Besides, what game is it that you wish to play w. savestates that wouldn't be covered by the supported list? 

As for the Powerpak, nothing wrong with it, but AFAIK it hasn't seen an update in ages and uses CF cards (the Everdrive N8 uses microSD). Plus it costs $135 (and is currently unavailable) so I'm not sure where you're coming from on the price thing. (Unless I'm missing something?)


----------



## Celice (Nov 6, 2013)

I mean, it's still quite expensive for a flashcart :/ Does this cart support Just Breed, as an example? I heard the PowerPak was able to with loopy's mappers, or something like that.

I had owned a PowerPak, but ended up selling it. Playing homebrew and translations on an actual NES does have its novelty, but that was about all :/


----------



## Hanafuda (Nov 6, 2013)

Celice said:


> I mean, it's still quite expensive for a flashcart :/ *Does this cart support Just Breed*, as an example? I heard the PowerPak was able to with loopy's mappers, or something like that.
> 
> I had owned a PowerPak, but ended up selling it. Playing homebrew and translations on an actual NES does have its novelty, but that was about all :/


 

No MMC5 is not supported, yet. This would also be a problem for Castlevania 3, except there is an English translation version of the J rom that works. Both have their pros/cons on the compatibility fringes. I chose the EDN8 because 1) I use an AV Famicom, and it is available in that form factor as well as NES, 2) it uses microSD media, and 3) the ongoing development and support by the manufacturer.


----------



## chartube12 (Nov 6, 2013)

I'll wait for someone to crack the retro n5's programming. Still rumored to be powered by android.


----------



## raulpica (Nov 6, 2013)

chartube12 said:


> I'll wait for someone to crack the retro n5's programming. Still rumored to be powered by android.

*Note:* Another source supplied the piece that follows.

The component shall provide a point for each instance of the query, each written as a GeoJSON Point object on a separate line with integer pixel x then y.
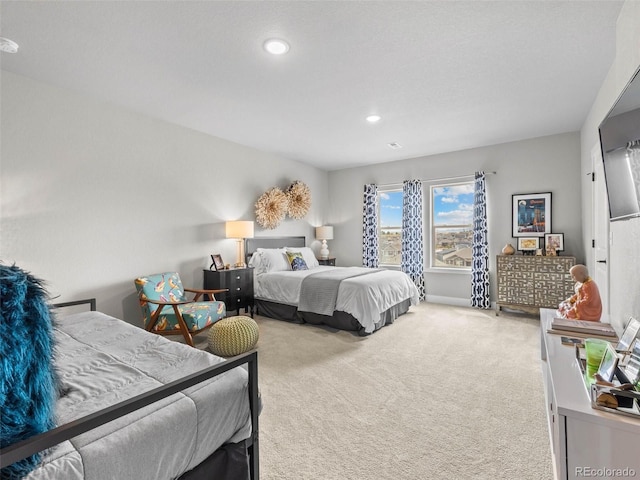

It is. And seriously, using cartridge on EMULATORS is one of the most stupid things I've ever heard.

Why pay $$ for REAL cartridges, if you're not going to play them on a REAL system?


----------



## chartube12 (Nov 6, 2013)

raulpica said:


> It is. And seriously, using cartridge on EMULATORS is one of the most stupid things I've ever heard.
> 
> Why pay $$ for REAL cartridges, if you're not going to play them on a REAL system?


 

Maybe I got collection of 100 games and an SNES that works 75 percent of the time. I rather shell out the cash personally for the retron n5 and save the snes the wear and tear.

EDIT If someone hacks the retro n 5 I can see it getting a dumper/ripper in the future. This will also save the wear and tear on the carts, while allowing me to have legally owned (by US standards) and obtained back-ups.


----------



## raulpica (Nov 6, 2013)

chartube12 said:


> Maybe I got collection of 100 games and an SNES that works 75 percent of the time. I rather shell out the cash personally for the retron n5 and save the snes the wear and tear.
> 
> EDIT If someone hacks the retro n 5 I can see it getting a dumper/ripper in the future. This will also save the wear and tear on the carts, while allowing me to have legally owned (by US standards) and obtained back-ups.


A SNES costs something like 10 bucks. You could buy 5-6 with the price of the Retron5 and have so many for spare parts that you could probably pass them down to your nephews without problems.

And it would be the REAL deal, and not some crappy system hacked togheter by a pair of guys using unaccurate Android emulators.


----------



## emmanu888 (Nov 7, 2013)

Does anyone here has the Famicom version ? If so, does it support the custom chips that was in Konami games ? The one that added FM synthesis to the game ?


----------



## Heran Bago (Nov 7, 2013)

Any version of the N8 should work with those. They would only play that fancy Castlevania 3 music on a Famicom or NES with expanded audio mod, even if the N8 is using a pin adapter.

The tiniest caveat is a very small number of users with playchoice-10 PPU RGB modded systems don't output video quite right. I don't know how well it works with the new RGBNES.


----------



## Hanafuda (Nov 7, 2013)

emmanu888 said:


> Does anyone here has the Famicom version ? If so, does it support the custom chips that was in Konami games ? The one that added FM synthesis to the game ?


 

Yeah like Heran Bago said, expansion audio is supported on Famicoms. It only works on an NES if the necessary mod is done to the system. Specs for the N8 can be seen  here . The latest game compatibility chart, which includes comparison with the Powerpak, is  here .


----------



## reprep (Nov 7, 2013)

i knew this would come. thanks Krikzz. as the proud owner of an everdrive N8, everdrive 64 and SD2SNES i will buy more stuff from him.


----------



## Another World (Nov 7, 2013)

i'm hoping he eventually adds mapper 163 support.

-another world


----------